Segundo a votar, Facchin manifestou-se favoravelmente às ADIs 6.254, 6.255 e 6.256, julgando-as parcialmente procedentes no tocante à inconstitucionalidade de três dispositivos, entre os quais o confisco imposto aos proventos de aposentado(a)s e pensionistas do funcionalismo público mediante excessiva majoração das alíquotas de contribuição previdenciária regular e, ainda, o confisco mediante a cobrança da chamada “contribuição extraordinária”. 

A matéria tem repercussão nos Estados, pois a EC 103/2019 vinculou as unidades da Federação. Em São Paulo, o então governador João Doria (PSDB) encaminhou à Assembleia Legislativa (Alesp) e conseguiu aprovar uma reforma da Previdência em moldes semelhantes: impôs aos e às servidore(a)s estaduais (entre os quais os e as docentes das universidades públicas estaduais) alíquotas de contribuição mais altas, de até 16%, e instituiu a figura da “contribuição extraordinária”.  

No seu voto, Facchin declara a “inconstitucionalidade do artigo 1º, na parte referente aos parágrafos §1º-A, §1º-B e §1º-C, do art. 149 da Constituição Federal, consoante alteração da EC 103/2019”, deixando claro, em diversas passagens, que esses dispositivos produzem um efeito de confisco sobre as aposentadorias e pensões a que fazem jus o(a)s servidore(a)s. 
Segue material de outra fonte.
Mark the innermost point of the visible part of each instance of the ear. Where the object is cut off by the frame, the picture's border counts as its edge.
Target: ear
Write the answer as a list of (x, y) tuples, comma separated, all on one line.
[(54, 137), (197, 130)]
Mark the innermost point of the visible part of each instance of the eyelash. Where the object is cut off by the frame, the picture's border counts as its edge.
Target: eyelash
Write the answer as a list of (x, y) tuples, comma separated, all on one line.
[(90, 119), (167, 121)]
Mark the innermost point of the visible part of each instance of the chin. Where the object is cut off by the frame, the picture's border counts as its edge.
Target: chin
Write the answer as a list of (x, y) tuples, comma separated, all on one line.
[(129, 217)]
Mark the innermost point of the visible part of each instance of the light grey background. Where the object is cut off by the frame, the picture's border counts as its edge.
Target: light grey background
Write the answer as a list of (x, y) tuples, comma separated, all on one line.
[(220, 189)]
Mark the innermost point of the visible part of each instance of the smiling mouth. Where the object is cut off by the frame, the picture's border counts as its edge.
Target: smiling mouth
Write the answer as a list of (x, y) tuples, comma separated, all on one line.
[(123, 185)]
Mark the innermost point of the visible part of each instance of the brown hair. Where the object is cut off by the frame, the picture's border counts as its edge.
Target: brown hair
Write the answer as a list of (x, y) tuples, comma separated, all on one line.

Particularmente cruel, o parágrafo 1º-A do artigo 149 estabelece: “Quando houver déficit atuarial, a contribuição ordinária dos aposentados e pensionistas poderá incidir sobre o valor dos proventos de aposentadoria e de pensões que supere o salário-mínimo”. O resultado imediato desse dispositivo é uma tributação de caráter pesadamente confiscatório, como apontado pelos críticos da reforma, uma vez que o parâmetro em vigor até então, para efeito da cobrança das contribuições, era o teto das aposentadorias do Regime Geral da Previdência Social (RGPS).  

Já os parágrafos 1º-B e 1º-C estipulam respectivamente que, uma vez demonstrada “a insuficiência da medida prevista no § 1º-A para equacionar o déficit atuarial, é facultada a instituição de contribuição extraordinária, no âmbito da União, dos servidores públicos ativos, dos aposentados e dos pensionistas”, e que tal contribuição extraordinária “deverá ser instituída simultaneamente com outras medidas para equacionamento do déficit e vigorará por período determinado, contado da data de sua instituição”.
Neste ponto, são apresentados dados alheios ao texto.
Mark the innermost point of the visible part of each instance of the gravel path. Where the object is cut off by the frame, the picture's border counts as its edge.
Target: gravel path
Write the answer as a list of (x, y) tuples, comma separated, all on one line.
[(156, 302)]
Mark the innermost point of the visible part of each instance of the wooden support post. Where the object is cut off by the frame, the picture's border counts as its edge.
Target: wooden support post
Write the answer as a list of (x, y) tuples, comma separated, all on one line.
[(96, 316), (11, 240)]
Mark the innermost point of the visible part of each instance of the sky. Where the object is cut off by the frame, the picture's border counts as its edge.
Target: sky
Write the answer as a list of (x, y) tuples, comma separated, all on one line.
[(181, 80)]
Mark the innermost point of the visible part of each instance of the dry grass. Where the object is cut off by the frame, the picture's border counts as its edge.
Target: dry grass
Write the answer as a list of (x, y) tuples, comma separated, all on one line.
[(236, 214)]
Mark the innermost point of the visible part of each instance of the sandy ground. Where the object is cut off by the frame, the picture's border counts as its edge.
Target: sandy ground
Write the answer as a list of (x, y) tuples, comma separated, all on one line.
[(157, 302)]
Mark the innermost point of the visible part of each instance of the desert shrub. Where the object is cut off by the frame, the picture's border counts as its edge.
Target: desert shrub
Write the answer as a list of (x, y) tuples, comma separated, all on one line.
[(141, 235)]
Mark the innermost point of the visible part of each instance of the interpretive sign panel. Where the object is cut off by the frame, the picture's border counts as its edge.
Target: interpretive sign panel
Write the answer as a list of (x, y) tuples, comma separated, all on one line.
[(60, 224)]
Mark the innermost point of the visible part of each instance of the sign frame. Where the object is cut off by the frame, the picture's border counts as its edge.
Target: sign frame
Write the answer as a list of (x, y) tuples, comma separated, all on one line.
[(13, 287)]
Facchin endossa parecer da Procuradoria Geral da República (PGR) sobre as ADIs, segundo o qual a norma em questão, “ao extinguir a imunidade da contribuição dos inativos até o limite do teto do Regime Geral da Previdência Social, subverte, sem nenhuma justificativa, a simetria entre os regimes”, e de que haveria “verdadeiro cheque em branco” quanto à contribuição extraordinária, “dado que a cláusula que permite a instituição do tributo não contém contornos mínimos da exação extraordinária”, permitindo arbitrariedades. 

“Não subsiste razão para que a cobrança de contribuição aos inativos do RPPS [Regime Próprio da Previdência Social] dê-se em bases majoradas em relação aos trabalhadores em geral e para a instituição aberta e difusa de contribuições extraordinárias, sob mera alegação de haver ‘déficit’”, argumenta o ministro, em aberta contestação a uma das principais teses defendidas por Barroso.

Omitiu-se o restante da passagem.